Doesn't sound like there is enough with this by itself, but maybe hold it for a bit and start looking for some land and use this plus some of the next few years bonuses to get some recreational property of your own.
 
i hear there are some western states with good hunting that love donations to their preference point and app fee coffers.

i do say this as a joke.

but it's also underlying seriousness.

at least in the hunting space, whenever i come into excess discretionary cash, going hunting is the first priority of its potential use (special apps wyo, additional apps in states i don't usually apply in, pulling the trigger on a NR tag i can draw that i normally wouldn't due to cost, etc.). the priority is rarely if ever things for hunting - there are so few hunting "things" that are "needed."

same goes for things like bikes and stuff. nobody has time to mountain bike anymore; i'd rather spend it on the special draw.

but, if i came into some serious excess discretionary cash, the thing for hunting i would buy that i don't technically need is some high society glass.
 
Doesn't sound like there is enough with this by itself, but maybe hold it for a bit and start looking for some land and use this plus some of the next few years bonuses to get some recreational property of your own.
I've been looking at this almost continuously for over a decade. the problem is that in order for me to justify such a large purchase I need to feel like I'm getting actual use out of it, which means "we" need to be able to visit it frequently, and it can't just be for me. That really limits me to riverfront/lake front within an hr or two. And unless I hit the powerball, that's way out of my price range.
 
I've been looking at this almost continuously for over a decade. the problem is that in order for me to justify such a large purchase I need to feel like I'm getting actual use out of it, which means "we" need to be able to visit it frequently, and it can't just be for me. That really limits me to riverfront/lake front within an hr or two. And unless I hit the powerball, that's way out of my price range.

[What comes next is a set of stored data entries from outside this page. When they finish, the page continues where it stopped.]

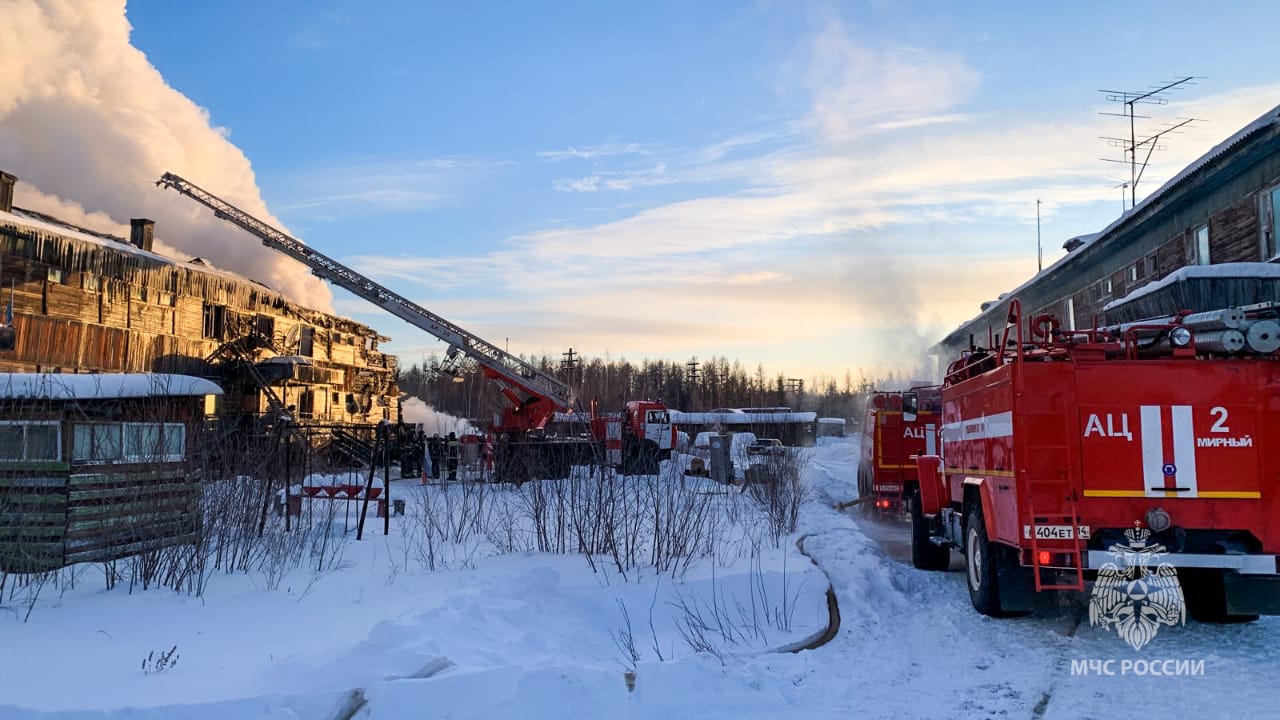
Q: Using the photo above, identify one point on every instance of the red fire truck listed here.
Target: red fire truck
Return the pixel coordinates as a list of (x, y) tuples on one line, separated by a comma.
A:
[(1055, 443), (892, 437)]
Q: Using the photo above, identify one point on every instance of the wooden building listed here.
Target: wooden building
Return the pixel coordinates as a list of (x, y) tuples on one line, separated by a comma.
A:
[(97, 466), (92, 302), (1223, 208)]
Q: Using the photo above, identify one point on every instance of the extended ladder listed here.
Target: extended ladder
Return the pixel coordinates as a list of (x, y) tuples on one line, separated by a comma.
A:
[(501, 364)]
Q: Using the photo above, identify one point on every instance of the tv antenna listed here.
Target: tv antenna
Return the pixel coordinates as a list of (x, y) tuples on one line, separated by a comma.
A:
[(1133, 145)]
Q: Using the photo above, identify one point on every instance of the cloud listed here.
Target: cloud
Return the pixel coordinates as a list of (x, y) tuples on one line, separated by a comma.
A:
[(855, 86), (383, 187), (593, 151), (88, 124), (616, 181), (862, 231)]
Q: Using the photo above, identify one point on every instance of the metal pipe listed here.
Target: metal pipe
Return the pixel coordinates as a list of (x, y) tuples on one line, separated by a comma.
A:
[(1228, 318), (1220, 341)]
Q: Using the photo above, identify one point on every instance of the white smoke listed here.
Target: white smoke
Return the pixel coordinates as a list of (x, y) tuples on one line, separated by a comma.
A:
[(419, 413), (88, 124)]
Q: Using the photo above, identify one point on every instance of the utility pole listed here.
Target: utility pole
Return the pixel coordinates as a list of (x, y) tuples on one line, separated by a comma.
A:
[(1155, 95), (1040, 251)]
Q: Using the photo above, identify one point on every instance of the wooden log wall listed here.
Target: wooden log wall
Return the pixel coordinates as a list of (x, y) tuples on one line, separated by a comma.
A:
[(97, 305)]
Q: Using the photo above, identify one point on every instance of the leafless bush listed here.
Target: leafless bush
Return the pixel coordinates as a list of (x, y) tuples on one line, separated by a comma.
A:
[(625, 639), (718, 623), (156, 662), (775, 483)]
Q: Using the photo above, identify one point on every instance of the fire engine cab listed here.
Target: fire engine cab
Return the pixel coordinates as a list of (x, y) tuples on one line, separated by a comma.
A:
[(897, 427), (1060, 450)]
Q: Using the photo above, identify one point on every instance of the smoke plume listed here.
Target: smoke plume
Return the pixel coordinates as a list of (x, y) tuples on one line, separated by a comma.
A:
[(88, 124), (417, 413)]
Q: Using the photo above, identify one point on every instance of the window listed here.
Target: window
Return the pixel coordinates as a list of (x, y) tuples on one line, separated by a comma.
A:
[(306, 404), (100, 442), (129, 442), (30, 441), (306, 341), (1202, 245), (215, 317)]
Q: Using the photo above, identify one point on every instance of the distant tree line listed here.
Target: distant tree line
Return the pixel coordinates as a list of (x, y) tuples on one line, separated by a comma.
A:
[(682, 386)]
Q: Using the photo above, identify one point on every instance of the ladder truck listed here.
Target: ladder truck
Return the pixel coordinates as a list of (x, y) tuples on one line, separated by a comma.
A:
[(1147, 447), (531, 396)]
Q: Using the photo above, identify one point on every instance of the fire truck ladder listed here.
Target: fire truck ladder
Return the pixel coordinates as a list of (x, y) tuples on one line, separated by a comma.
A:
[(510, 370)]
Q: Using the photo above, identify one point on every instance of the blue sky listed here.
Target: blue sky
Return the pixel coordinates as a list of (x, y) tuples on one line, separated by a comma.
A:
[(808, 186)]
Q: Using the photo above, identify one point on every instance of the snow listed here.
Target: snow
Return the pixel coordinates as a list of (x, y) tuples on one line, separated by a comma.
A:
[(528, 636), (1201, 272), (67, 231), (196, 264), (740, 418), (77, 386)]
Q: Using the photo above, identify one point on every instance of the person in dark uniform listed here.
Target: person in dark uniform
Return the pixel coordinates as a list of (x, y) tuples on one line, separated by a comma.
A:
[(452, 449), (437, 449)]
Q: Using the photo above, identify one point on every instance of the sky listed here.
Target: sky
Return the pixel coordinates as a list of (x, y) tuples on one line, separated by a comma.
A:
[(813, 187)]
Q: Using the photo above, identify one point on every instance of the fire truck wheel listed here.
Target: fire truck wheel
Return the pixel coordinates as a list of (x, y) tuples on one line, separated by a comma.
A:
[(981, 559), (1206, 597), (864, 490), (924, 554)]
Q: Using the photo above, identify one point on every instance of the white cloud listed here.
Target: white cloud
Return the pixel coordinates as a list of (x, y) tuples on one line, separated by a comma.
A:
[(864, 231), (88, 124), (593, 151), (374, 187), (616, 181)]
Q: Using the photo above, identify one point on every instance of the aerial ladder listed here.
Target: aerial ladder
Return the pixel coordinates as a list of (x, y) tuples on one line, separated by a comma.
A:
[(533, 396)]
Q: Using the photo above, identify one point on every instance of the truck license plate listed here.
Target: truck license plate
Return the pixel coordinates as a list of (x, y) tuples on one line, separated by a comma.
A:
[(1055, 532)]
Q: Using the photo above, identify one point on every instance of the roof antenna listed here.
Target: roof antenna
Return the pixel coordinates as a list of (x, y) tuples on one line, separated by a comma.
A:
[(1132, 145)]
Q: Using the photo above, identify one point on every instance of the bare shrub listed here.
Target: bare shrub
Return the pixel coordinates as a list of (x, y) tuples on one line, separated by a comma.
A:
[(773, 482)]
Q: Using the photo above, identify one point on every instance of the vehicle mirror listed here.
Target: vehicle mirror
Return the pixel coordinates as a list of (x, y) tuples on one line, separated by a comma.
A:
[(910, 406)]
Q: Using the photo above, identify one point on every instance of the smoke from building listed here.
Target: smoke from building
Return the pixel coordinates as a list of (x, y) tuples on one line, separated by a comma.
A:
[(419, 413), (88, 124)]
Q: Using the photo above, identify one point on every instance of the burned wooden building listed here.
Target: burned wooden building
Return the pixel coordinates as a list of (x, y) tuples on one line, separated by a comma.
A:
[(97, 466), (85, 301)]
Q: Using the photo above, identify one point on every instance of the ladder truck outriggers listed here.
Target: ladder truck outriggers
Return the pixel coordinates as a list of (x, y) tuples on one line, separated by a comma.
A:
[(1065, 454), (533, 397), (892, 437)]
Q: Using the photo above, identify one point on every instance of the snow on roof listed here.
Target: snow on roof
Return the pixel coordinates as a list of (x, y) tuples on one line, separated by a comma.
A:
[(1198, 272), (21, 217), (67, 386), (740, 418), (1266, 119), (286, 360)]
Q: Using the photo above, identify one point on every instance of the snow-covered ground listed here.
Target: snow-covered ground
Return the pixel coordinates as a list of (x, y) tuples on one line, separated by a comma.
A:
[(533, 636)]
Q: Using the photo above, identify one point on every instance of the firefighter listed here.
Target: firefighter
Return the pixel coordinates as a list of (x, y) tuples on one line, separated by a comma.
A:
[(437, 452), (452, 450), (426, 449)]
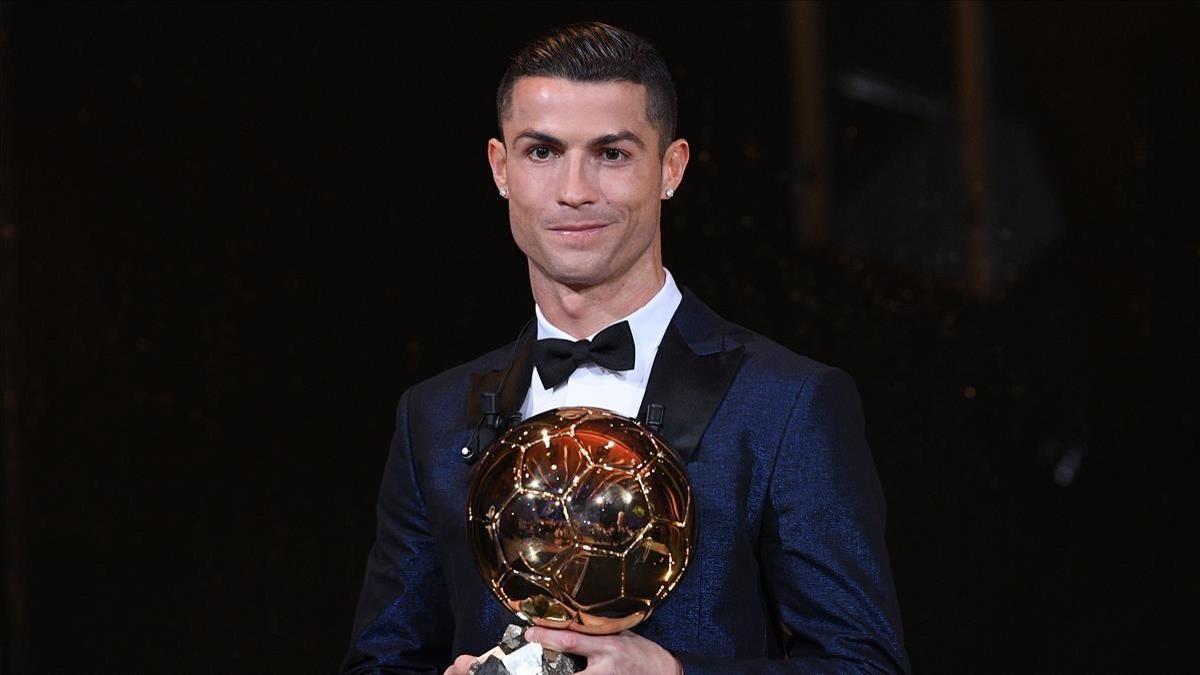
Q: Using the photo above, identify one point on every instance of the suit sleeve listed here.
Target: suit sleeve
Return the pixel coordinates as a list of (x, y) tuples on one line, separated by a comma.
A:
[(396, 627), (822, 554)]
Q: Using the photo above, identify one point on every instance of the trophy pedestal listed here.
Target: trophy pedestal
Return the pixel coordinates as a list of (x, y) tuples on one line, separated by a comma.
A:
[(515, 656)]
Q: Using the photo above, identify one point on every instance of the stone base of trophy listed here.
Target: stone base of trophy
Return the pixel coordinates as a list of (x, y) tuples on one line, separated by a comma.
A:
[(515, 656)]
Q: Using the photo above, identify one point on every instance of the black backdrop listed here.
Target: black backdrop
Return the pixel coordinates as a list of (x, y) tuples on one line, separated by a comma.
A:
[(235, 233)]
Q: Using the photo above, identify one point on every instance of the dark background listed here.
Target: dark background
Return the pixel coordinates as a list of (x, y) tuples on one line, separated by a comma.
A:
[(233, 234)]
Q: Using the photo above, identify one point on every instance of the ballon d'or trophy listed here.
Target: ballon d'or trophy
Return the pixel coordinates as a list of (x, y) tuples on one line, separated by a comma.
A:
[(579, 519)]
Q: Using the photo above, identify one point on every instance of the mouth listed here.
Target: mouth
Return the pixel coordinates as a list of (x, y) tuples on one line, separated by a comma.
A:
[(579, 227)]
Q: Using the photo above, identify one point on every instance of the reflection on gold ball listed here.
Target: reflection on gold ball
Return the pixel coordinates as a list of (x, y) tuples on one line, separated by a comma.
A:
[(581, 519)]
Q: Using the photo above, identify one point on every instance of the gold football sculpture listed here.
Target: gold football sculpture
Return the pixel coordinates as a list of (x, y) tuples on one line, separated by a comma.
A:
[(581, 519)]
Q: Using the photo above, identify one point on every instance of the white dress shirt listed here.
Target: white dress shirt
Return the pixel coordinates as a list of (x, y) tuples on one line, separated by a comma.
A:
[(595, 386)]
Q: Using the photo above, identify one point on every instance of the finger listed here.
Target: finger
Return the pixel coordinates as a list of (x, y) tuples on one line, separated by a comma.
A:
[(461, 665), (569, 641)]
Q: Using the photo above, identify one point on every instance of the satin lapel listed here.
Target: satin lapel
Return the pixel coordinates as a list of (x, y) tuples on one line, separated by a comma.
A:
[(514, 386), (689, 387)]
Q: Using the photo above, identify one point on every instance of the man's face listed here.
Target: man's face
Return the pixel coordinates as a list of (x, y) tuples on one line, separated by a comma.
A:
[(585, 179)]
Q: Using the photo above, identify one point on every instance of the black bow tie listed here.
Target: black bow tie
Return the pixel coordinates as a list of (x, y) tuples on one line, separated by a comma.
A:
[(557, 359)]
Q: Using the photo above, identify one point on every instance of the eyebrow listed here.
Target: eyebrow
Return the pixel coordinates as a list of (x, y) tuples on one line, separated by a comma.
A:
[(606, 139)]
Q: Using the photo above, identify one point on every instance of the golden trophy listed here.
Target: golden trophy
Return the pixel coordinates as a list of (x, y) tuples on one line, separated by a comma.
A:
[(580, 519)]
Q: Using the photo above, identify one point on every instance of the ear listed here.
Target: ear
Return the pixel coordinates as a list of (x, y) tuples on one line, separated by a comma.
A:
[(498, 157), (675, 162)]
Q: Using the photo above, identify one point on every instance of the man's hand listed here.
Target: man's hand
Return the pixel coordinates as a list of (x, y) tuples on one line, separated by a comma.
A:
[(461, 665), (609, 655)]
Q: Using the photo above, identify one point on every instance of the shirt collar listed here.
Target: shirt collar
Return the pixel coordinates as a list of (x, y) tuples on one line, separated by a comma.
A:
[(648, 324)]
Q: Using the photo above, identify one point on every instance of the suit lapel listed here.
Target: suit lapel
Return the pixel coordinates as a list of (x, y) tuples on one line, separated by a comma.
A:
[(511, 393), (693, 370)]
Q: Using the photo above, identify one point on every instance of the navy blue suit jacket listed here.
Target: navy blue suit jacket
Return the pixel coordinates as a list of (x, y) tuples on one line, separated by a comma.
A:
[(790, 573)]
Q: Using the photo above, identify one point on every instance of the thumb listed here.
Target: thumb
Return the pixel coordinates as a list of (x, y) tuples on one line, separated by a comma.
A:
[(565, 640)]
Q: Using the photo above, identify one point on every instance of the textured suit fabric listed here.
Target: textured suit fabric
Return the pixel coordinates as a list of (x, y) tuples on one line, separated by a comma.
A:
[(790, 573)]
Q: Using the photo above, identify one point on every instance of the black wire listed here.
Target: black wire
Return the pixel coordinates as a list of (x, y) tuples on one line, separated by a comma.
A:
[(472, 448)]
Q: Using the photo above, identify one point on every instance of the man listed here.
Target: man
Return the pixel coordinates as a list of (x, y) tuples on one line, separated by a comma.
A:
[(790, 572)]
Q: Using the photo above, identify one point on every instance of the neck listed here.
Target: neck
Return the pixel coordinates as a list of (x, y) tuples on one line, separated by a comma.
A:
[(583, 310)]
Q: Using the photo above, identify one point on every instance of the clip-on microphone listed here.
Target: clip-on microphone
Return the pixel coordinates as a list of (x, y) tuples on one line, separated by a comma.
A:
[(491, 424)]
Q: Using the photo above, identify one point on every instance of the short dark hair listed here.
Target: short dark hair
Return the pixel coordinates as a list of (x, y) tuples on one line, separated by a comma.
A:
[(597, 52)]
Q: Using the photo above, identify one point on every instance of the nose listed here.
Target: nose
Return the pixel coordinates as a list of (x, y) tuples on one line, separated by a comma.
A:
[(576, 186)]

Look at it as an investment that you get the added benefit of recreating on. Instead of stocks or bonds, own some real estate. Are your other investments just for you? You might not make quite the same return on recreational land as on equity investments but you might be able to come close.

I'm having to deal with this right now, the land I bought in 2007 that I told the wife was an investment just got an unsolicited offer of over 4 times what I paid for it. It is well over the current market price because of it's proximity to an electric substation that was built 4 years ago. To be true to my word calling it an investment, I'm going to sell it. BUT I'm going to reinvest that money (plus some more) into another piece of "investment" property.
 
having just gone through this ridiculous thread... https://www.hunttalk.com/threads/centerfire-rifles-your-path.324320/

At 40, and as a lifelong hunter, I have bought, for myself, 2 guns in my life, and I funded one by selling a gun I was gifted as a teen.
So what trips your trigger? You, tbh, don't seem like a carbon fiber, cerakote, wildcat cartridge kind of guy. Pre-'64 M70 in 6.8 O'Connor? Merkel SxS? Colt Python? You've got the utilitarian angle covered with the Tikka, why not get something cool just for the sake of it being cool?